If you look at the core code in thriftpy's parser and entrypoint function, thriftpy.load (which calls thriftpy.parser.parse), you'll notice that it requires a string file path (expected to be a ".thrift" file) rather than supporting a file-like object.

Although this is OK for convenience, this is bad for a number of deployment scenarios.

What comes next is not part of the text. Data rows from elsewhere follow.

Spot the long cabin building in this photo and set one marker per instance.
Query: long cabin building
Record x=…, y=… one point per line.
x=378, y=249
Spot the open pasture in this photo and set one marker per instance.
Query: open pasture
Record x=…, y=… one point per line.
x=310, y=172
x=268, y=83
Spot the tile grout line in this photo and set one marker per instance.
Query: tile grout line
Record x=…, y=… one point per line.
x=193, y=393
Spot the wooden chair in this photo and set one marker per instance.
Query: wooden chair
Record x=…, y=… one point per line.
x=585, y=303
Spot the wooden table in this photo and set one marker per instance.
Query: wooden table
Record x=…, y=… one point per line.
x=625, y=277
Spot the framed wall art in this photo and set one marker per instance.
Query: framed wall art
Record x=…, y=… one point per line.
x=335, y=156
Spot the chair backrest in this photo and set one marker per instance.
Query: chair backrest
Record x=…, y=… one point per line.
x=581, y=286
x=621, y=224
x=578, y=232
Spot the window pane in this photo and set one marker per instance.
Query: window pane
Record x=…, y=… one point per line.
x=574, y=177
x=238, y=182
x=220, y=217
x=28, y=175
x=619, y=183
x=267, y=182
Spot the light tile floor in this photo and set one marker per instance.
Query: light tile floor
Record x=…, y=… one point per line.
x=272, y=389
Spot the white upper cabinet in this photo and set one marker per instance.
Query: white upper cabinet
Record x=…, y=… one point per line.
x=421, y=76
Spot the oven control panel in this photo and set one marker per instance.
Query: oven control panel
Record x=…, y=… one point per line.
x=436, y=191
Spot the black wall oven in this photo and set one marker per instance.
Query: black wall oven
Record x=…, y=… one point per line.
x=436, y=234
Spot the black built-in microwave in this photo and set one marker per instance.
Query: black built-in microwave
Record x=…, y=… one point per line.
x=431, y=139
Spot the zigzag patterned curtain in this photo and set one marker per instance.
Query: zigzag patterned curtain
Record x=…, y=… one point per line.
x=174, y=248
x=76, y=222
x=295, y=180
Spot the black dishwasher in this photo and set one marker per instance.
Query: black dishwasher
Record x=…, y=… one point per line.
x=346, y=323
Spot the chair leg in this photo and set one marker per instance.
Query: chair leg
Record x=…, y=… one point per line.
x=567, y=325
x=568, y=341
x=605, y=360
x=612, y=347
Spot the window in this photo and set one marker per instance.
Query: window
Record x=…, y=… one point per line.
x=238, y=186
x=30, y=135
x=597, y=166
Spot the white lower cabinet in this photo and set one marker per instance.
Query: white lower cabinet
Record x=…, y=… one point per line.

a) if a thriftpy-dependent codebase is deployed as part of a Python egg, then it is likely the '.thrift' file will be part of the code egg; in this case, it should be accessed via the pkg_resources API, and in this case, the ideal functions to use are resource_string or resource_stream. As the pkg_resources docs say, "Instead of manipulating __file__, you simply pass a module name or package name to resource_string, resource_stream, or resource_filename, along with the name of the resource. Normally, you should try to use resource_string or resource_stream, unless you are interfacing with code you don't control (especially C code) that absolutely must have a filename. The reason is that if you ask for a filename, and your package is packed into a zipfile, then the resource must be extracted to a temporary directory, which is a more costly operation than just returning a string or file-like object."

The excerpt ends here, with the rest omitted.